Broadly, if there is a net shift of value between 2 related entities because of a non-arm's length dealing, Division 727 prevents losses from arising, because of the value shift, on the realisation of, relevantly, an equity interest in an entity from which there has been a net shift of value (section 727-1 and paragraph 727-95(a)). When the interest is realised, an indirect value shift can produce an inappropriate loss for income tax purposes (subsection 727-5(5)). The realisation time method (Subdivision 727-G) reduces the amount of the loss to prevent an inappropriate loss from arising on realisation of an interest (subsection 727-10(1)).

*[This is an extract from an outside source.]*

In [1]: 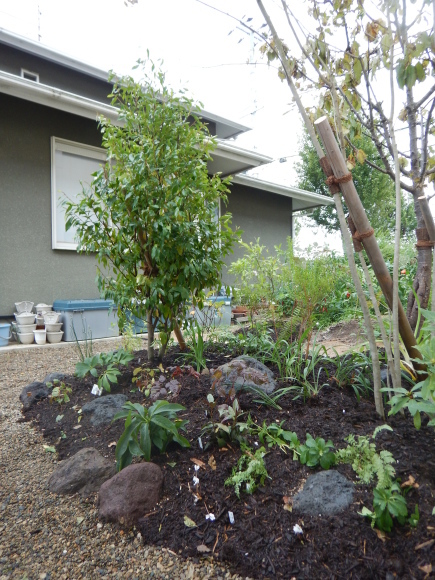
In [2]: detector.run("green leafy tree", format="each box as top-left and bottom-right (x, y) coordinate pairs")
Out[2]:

CGT event C2 happening to XXXX's shares in XXXX upon the Amalgamation becoming effective is the realisation of equity interests in a losing entity (XXXX), from which there was an indirect value shift to a gaining entity (XXXX) within the meaning of subsection 727-150(3) as a result of XXXX's succession to all XXXX's assets and liabilities. There was a net shift of value from XXXX to XXXX upon the Amalgamation becoming effective.
As determined in Question 4(a), XXXX would, apart from Division 727, make a capital loss from CGT event C2 happening to its shares in XXXX upon the Amalgamation becoming effective. This capital loss was not caused by the indirect value shift from XXXX to XXXX, because in calculating this capital loss the capital proceeds have been worked out as if the Amalgamation had not occurred and was never proposed to occur, as required by subsection 116-30(3A). That is, this capital loss was not caused by the indirect value shift from XXXX to XXXX, because in calculating this capital loss XXXX's succession to all XXXX's assets and liabilities were disregarded.
For this reason, whilst upon the Amalgamation becoming effective there was a net shift of value shift from XXXX to XXXX, this capital loss is unrelated to this net shift of value and is therefore not an inappropriate loss produced by this net shift of value.
Accordingly, the capital loss that XXXX, apart from Division 727, would make from CGT event C2 happening to its shares in XXXX referred to in Question 1 is not an inappropriate loss that is within the scope of Division 727 to be reduced by section 727-615 of Subsection 727-G.
Question 5(b)
Not applicable as the answer to Question 4(b) is no.
Question 6
If the answer to:
(a) Question 5(a) is yes, will section 727-620 of the ITAA 1997, in conjunction with section 727-625 of the ITAA 1997, apply to reduce any capital gain that XXXX, apart from Division 727 of the ITAA 1997, would make from CGT event A1 in section 104-10 of the ITAA 1997 happening to its shares in XXXX if XXXX disposes of these shares to XXXX?
(b) Question 5(b) is yes, will section 727-620 of the ITAA 1997, in conjunction with section 727-625 of the ITAA 1997, apply to reduce any capital gain that XXXX, apart from Division 727 of the ITAA 1997, would make from CGT event A1 in section 104-10 of the ITAA 1997 happening to its shares in XXXX if XXXX disposes of these shares to XXXX?
Summary
Question 6(a) - Not applicable as the answer to Question 5(a) is no.
Question 6(b) - Not applicable as the answer to Question 5(b) is not applicable.
Detailed reasoning
Question 6(a) - Not applicable as the answer to Question 5(a) is no.
Question 6(b) - Not applicable as the answer to Question 5(b) is not applicable.